3.11.2010

Article: When RealNetworks Settled on DVD Copying, We All Lost

Courtesy of Scott Stroupe:


RealNetworks had created a software, RealDVD, that can make a digital copy of a DVD. But unlike DVD rip software, RealDVD created digital copies that could still be protected by encryption. The purpose of RealDVD was merely to give the owners of the DVD more flexibility in how they wanted store their media--whether in disc or digital form.

However, RealNetworks recently settled with several movie studios in a case that would have allowed RealDVD to use the same kind of encryption technology on their digital copies as the kind that is currently used on disc-form DVDs. As a result, RealDVD will never be sold again, and thanks to the precedent of this case, similar software may never be made again.
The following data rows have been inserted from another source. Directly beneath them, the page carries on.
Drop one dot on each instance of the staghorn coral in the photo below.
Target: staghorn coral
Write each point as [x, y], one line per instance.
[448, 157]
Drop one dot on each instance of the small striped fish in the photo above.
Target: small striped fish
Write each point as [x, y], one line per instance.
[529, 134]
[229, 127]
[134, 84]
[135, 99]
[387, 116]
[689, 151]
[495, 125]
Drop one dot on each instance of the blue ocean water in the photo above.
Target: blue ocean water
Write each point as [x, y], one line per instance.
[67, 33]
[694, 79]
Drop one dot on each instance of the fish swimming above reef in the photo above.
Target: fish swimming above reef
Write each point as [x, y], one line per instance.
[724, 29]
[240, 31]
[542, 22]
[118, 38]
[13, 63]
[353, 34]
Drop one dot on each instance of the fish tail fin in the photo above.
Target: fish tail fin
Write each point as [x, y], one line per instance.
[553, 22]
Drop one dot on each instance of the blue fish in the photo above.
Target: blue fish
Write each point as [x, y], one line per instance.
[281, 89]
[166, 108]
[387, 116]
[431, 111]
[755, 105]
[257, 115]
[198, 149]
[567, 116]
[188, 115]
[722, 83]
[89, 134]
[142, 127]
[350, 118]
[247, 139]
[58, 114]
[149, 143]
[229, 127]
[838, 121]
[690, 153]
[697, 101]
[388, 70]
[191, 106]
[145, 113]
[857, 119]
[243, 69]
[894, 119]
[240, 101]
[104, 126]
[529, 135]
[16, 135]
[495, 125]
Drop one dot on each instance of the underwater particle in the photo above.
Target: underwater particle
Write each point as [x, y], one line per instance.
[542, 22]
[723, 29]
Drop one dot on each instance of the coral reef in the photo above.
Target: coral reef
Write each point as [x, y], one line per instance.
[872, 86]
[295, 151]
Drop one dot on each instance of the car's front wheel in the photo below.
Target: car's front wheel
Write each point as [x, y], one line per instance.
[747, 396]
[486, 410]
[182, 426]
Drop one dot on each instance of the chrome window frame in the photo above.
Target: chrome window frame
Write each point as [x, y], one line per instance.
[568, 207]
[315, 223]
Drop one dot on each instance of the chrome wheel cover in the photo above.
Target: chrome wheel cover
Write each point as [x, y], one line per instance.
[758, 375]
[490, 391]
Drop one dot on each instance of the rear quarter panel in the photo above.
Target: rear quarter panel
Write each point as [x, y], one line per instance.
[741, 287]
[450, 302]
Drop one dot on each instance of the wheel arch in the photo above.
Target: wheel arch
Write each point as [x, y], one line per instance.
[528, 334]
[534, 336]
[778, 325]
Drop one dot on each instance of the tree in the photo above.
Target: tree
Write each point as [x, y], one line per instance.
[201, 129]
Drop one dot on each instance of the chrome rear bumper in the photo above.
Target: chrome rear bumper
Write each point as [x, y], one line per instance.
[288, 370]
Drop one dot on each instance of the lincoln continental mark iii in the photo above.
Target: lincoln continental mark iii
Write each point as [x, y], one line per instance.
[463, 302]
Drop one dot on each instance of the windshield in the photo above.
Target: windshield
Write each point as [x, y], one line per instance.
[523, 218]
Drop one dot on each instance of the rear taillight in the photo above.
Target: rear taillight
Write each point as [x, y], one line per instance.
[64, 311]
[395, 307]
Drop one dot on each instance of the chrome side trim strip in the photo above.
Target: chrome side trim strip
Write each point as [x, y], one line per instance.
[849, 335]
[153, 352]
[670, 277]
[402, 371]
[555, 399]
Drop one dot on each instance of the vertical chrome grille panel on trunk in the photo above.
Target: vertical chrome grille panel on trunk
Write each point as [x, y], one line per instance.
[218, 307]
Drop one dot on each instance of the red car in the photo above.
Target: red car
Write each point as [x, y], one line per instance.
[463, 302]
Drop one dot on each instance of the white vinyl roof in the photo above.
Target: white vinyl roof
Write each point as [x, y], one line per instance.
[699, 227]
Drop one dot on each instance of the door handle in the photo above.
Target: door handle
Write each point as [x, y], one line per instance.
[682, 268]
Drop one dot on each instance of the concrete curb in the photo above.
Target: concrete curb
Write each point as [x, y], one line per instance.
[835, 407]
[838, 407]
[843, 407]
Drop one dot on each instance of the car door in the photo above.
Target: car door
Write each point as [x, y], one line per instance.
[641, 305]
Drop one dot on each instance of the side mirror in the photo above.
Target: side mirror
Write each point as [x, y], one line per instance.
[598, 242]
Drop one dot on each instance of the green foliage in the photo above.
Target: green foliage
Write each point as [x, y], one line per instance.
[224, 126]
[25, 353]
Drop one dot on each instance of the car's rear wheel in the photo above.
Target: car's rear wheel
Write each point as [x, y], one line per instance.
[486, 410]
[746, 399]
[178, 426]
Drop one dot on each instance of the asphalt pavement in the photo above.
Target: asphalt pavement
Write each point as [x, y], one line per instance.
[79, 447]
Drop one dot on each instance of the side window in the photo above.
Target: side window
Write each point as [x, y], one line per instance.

"RealNetworks must have calculated that as a company with a large war chest, it could succeed where others didn't dare to tread. As soon as it released RealDVD, it preemptively sued the DCCA and several studios to establish that it had the right to use CSS in the way RealDVD did. The studios and DCCA sued in return, and got software sales halted. The studios won in August 2009; Real appealed.

The settlement on Monday clears all the suits by RealNetworks agreeing to never sell the software again, refund the money to about 2,700 RealDVD purchasers, disable an associated metadata service, and pay $4.5 million to several movie studios, its Rhapsody partner Viacom, and the DCCA to cover legal and other expenses.

...

I can understand why they did it, but it resembles the Google Book Settlement, a massive effort by Google to get a special judicial and settlement right to not be sued for selling works to which the owner cannot be found and to which it does not have assigned rights (so-called orphan works)."